So maybe we ought to put away the pleasantries and cut to the point. It is simply this: if Michael Vaughan's England carry the highest hopes - and respect - of their country to the Oval this morning, if their deeds have so superbly coloured the nation's life this last month or so, if Flintoff is indeed the new Botham, you are, mate, a huge part of the reason.

You have provided an edge of fight and skill which has required every member of Vaughan's team to dredge from deep inside himself the best of his talent and character. This has enabled England to match, and so often outplay your team, which carried such awe when you arrived, and in the last act it could be they will finally go beyond the demands placed upon them so magnificently.

This is not what you had planned for your last sweep through the Old Country. You imagined you would be trailing glory yet again. But then, of all people, Shane, you know better than most that, on and off the field, life has a tendency to pop up with a kick in the groin. The most important thing, as you have proved this summer, is to remember what you have achieved in the past, who you are, what you are, and then maybe what you can do today.

One of the less significant disappointments of the summer was that you were one wicket short of getting the "fiver" bowling statistic that would have put up on the Lord's honours board. You shouldn't worry about that, Shane. Your name is etched immovably in a rather more important place - the heart and the respect of an entire nation.

Yours, can I say, affectionately,

James Lawton

PS The flowers are on their way but in the circumstances I quite understand if you decide to put them through security.
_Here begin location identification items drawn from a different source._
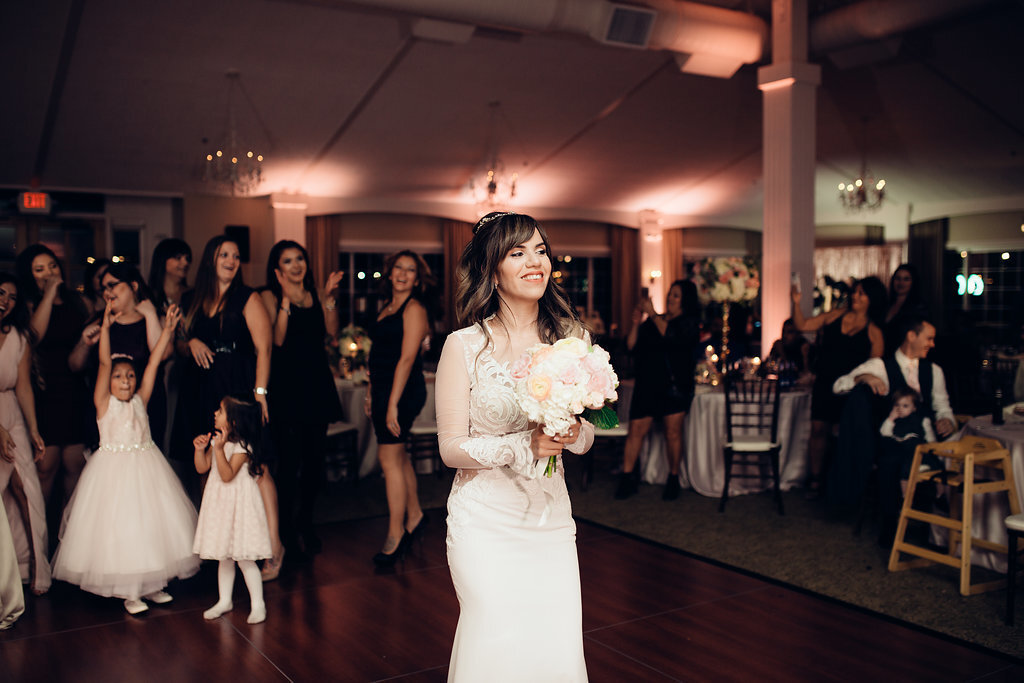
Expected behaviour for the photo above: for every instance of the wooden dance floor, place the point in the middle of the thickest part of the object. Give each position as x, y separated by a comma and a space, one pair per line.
650, 613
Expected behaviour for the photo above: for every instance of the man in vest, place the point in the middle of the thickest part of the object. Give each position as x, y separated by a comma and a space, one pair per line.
908, 367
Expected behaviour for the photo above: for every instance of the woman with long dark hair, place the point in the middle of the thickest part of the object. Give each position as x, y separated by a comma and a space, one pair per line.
302, 396
904, 301
226, 341
62, 404
20, 441
169, 272
664, 347
507, 522
397, 391
849, 336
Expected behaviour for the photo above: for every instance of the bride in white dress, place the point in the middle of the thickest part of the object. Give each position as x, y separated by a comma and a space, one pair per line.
511, 538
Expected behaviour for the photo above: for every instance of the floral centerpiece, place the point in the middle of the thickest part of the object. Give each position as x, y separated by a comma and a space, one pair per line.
727, 279
349, 349
557, 382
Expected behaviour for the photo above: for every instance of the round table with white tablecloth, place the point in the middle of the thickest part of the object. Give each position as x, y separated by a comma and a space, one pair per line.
704, 468
990, 510
353, 396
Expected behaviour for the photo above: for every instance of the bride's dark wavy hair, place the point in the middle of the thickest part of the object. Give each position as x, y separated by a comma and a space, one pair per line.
477, 298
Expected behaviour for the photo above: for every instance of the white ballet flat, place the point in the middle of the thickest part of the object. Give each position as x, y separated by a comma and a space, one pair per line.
159, 598
217, 610
257, 615
135, 606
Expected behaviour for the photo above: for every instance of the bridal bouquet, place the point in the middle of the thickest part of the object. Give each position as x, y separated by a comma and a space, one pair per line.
557, 382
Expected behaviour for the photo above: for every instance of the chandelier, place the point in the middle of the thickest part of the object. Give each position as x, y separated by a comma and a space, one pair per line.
493, 188
233, 166
862, 193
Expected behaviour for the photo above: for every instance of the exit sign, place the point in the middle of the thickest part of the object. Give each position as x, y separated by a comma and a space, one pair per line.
34, 203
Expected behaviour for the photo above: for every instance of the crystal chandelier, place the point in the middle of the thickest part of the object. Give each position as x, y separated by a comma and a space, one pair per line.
232, 166
862, 193
493, 188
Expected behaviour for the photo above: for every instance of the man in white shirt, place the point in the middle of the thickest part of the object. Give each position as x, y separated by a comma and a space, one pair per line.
918, 341
907, 367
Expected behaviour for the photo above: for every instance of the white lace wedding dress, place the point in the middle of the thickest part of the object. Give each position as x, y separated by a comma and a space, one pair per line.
511, 538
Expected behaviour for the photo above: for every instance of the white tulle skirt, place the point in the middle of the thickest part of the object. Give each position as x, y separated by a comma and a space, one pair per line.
129, 526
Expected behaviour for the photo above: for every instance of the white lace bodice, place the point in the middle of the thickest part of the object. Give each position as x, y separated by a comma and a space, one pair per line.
483, 432
125, 426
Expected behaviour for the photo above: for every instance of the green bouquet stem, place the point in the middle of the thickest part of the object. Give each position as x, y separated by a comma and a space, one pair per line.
602, 418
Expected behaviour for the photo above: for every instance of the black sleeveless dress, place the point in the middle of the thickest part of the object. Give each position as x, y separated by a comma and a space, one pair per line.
64, 403
232, 371
301, 385
387, 335
664, 368
839, 354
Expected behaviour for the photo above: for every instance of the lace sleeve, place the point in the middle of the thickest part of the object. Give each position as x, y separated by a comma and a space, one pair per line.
458, 447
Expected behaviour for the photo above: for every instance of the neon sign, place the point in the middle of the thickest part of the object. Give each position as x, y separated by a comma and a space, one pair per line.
973, 285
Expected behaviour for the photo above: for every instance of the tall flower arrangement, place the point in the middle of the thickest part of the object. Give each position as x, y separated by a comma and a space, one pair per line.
349, 349
727, 279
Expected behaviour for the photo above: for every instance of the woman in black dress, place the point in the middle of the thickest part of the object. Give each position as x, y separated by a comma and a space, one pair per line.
62, 403
849, 336
134, 334
302, 396
397, 391
169, 272
904, 302
226, 344
665, 351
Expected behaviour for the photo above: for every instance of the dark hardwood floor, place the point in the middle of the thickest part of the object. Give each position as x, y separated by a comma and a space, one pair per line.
650, 613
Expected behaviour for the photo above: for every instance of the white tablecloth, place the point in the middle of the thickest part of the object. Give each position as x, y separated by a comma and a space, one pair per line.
353, 396
704, 464
990, 510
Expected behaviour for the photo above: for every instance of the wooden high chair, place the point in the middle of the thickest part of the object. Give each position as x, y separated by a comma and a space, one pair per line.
962, 458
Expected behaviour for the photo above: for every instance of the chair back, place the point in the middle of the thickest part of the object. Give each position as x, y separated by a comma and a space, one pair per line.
752, 408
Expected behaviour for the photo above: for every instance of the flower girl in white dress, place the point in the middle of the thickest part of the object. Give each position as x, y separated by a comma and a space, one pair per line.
128, 527
511, 540
231, 519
Over and out: Other Aussies at the exit

GLENN McGRATH

The miserly paceman will be 39 the next time Australia contest the Ashes in England and will surely have hung up his bowling boots by then.

JASON GILLESPIE

The 30-year-old fast bowler has mislaid his zip on this tour and may not play for Australia again, let alone on these shores.

MATT HAYDEN

The 33-year-old opener has struggled for form over the last year and is nearing the end.

RICHIE BENAUD

Australia's former captain has been commentating in England - on BBC then Channel 4 - for over 40 years. With coverage passing to Sky, The Oval will be his final stint in this country.